Since the \(95\)% confidence interval contains \(0\), we conclude that prey species \(1\) and \(2\) are equally preferred within the first two time periods. N.B. We specified the significance level with `sig.level=0.8`

to force `testC`

to use the model specified in the alternative hypothesis; this was purely for demonstration of linear contrasts.

Dempster, Arthur P, Nan M Laird, and Donald B Rubin. 1977. “Maximum Likelihood from Incomplete Data via the EM Algorithm.” *Journal of the Royal Statistical Society.

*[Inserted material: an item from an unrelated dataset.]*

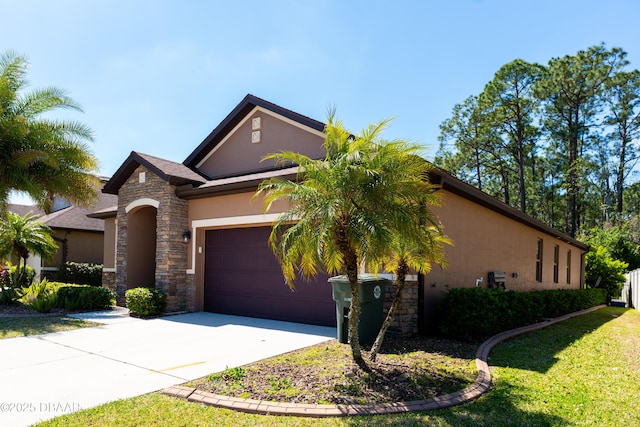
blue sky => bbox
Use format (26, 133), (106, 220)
(0, 0), (640, 191)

Series B (Methodological)* 39 (1). JSTOR: 1–38.

Roualdes, Edward A, Simon J Bonner, Thomas D Whitney, and James D Harwood. 2016. “Formal Modelling of Predator Preferences Using Molecular Gut-Content Analysis.” *Environmental and Ecological Statistics*.

Strauss, Richard E. 1979. “Reliability Estimates for Ivlev’s Electivity Index, the Forage Ratio, and a Proposed Linear Index of Food Selection.” *Transactions of the American Fisheries Society* 108 (4). Taylor & Francis: 344–52.

Wilks, Samuel S. 1938. “The Large-Sample Distribution of the Likelihood Ratio for Testing Composite Hypotheses.” *The Annals of Mathematical Statistics* 9 (1). JSTOR: 60–62.